Journal of animal science 2011 v.89 no.12 pp. 4151-4162
blood, bone formation, boning, dicalcium phosphate, excretion, feces, feed intake, heart, jugular vein, kidneys, liver, metabolism, models, phosphorus, rumen, saliva, sheep
A major objective of this study was to extend the Vitti-Dias model used to describe P metabolism in ruminants, by adding 2 new pools to the original model to represent the rumen and saliva. An experiment was carried out using 24 male sheep, initial BW of 34.5 kg, aged 8 mo, fed a basal diet supplied with increasing amounts of dicalcium phosphate to provide 0.14, 0.32, 0.49, and 0.65% P in the diet. Sheep were individually housed indoors in metabolic cages and injected with a single dose of 7.4 MBq of 32P into a jugular vein. Feed intake and total fecal and urinary outputs were recorded and sampled daily for 1 wk, and blood samples were obtained at 5 min, and 1, 2, 4, 6, 24, 48, 72, 96, 120, 144, and 168 h after 32P injection. Saliva and rumen fluid samples were taken on d 6, 7, and 8. Then, animals were slaughtered and samples from liver, kidney, testicle, muscle, and heart (soft tissue) and bone were collected. Specific radioactivity and inorganic P were then determined in bone, soft tissue, plasma, rumen, saliva, and feces, and used to calculate flows between pools. Increased P intake positively affected total P (r = 0.97, P < 0.01) and endogenous P excretion in feces (r = 0.85, P < 0.01), P flow from plasma to saliva (r = 0.73, P < 0.01), from saliva to rumen (r = 0.73, P < 0.01), and from lower gastrointestinal tract to plasma (r = 0.72, P < 0.01). Urinary P excretion was similar for all treatments (P = 0.35). It was, however, related to plasma P (r = 0.63, P < 0.01) and to net P flow to bone (accretion – resorption; r = –0.64, P < 0.01). Phosphorus intake affected net P flow to soft tissue (P = 0.04) but not net P flow to bone (P = 0.46). Phosphorus mobilized from bone was directed toward soft tissue, as suggested by the correlations between P flow from bone to plasma and net P flow to soft tissue (r = 0.89, P < 0.01), and P flow from plasma to soft tissue and net P flow to bone (r = –0.76, P < 0.01).
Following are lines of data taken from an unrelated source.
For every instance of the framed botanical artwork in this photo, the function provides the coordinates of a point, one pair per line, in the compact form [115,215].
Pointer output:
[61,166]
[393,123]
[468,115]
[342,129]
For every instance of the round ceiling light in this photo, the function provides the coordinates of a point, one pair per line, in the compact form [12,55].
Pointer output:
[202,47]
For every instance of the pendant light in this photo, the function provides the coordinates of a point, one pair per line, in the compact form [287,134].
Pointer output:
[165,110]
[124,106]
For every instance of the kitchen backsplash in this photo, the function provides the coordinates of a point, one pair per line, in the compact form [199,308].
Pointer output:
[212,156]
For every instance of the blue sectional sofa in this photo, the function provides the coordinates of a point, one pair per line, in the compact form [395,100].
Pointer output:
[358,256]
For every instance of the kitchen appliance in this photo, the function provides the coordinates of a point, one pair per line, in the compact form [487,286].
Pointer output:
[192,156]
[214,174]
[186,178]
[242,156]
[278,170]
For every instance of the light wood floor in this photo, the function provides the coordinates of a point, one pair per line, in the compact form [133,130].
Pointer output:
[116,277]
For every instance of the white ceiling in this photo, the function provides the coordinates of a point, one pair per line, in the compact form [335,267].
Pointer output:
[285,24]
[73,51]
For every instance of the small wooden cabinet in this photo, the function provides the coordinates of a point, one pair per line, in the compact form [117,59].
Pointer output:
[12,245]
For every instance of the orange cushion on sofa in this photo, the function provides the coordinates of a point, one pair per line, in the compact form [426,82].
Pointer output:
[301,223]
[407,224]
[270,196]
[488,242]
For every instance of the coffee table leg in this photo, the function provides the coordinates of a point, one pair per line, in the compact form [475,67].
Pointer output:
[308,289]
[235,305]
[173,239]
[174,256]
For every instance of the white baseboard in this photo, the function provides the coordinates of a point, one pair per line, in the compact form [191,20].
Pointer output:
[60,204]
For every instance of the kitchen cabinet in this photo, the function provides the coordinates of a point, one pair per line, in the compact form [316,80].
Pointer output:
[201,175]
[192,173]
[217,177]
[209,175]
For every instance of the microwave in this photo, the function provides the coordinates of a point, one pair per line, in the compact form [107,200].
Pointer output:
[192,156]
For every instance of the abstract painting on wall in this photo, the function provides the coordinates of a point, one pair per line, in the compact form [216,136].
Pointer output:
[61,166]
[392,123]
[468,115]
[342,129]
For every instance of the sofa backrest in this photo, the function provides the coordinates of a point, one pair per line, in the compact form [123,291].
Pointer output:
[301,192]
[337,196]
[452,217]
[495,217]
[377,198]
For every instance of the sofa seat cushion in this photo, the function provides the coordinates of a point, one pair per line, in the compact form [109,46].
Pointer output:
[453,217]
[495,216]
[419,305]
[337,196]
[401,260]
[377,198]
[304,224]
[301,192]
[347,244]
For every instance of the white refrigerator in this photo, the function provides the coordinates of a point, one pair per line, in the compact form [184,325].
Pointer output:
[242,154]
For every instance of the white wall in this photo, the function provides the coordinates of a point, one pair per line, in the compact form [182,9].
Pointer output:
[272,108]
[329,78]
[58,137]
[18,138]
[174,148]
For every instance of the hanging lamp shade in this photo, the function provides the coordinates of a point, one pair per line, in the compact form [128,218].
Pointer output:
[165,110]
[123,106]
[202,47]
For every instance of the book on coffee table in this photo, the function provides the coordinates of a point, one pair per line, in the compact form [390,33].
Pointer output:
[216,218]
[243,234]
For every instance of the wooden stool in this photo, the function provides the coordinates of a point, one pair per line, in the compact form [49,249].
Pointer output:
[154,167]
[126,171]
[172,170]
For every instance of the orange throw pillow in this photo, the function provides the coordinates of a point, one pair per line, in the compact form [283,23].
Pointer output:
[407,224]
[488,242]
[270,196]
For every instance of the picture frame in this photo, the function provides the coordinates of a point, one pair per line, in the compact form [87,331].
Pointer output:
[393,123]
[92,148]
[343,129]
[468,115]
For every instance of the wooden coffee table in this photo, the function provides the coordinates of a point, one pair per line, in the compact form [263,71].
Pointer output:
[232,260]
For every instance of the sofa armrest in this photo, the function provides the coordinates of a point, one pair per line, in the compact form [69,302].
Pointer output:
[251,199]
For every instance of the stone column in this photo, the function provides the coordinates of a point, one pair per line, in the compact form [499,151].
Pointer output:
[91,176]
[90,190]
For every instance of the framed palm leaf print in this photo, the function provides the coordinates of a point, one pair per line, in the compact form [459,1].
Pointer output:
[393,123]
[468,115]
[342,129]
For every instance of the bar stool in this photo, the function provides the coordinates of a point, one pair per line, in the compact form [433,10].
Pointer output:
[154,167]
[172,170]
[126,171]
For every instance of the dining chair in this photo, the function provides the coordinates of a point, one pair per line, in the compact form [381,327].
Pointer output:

The lack of effect of dietary P on net P accretion in bone suggests that P demand for bone formation was low and surplus P was partially used by soft tissue. In conclusion, the model resulted in appropriate biological description of P metabolism in sheep and added knowledge of the effects of surplus dietary P on P metabolism. Additionally, the model can be used as a tool to assess feeding strategies aiming to mitigate P excretion into the environment.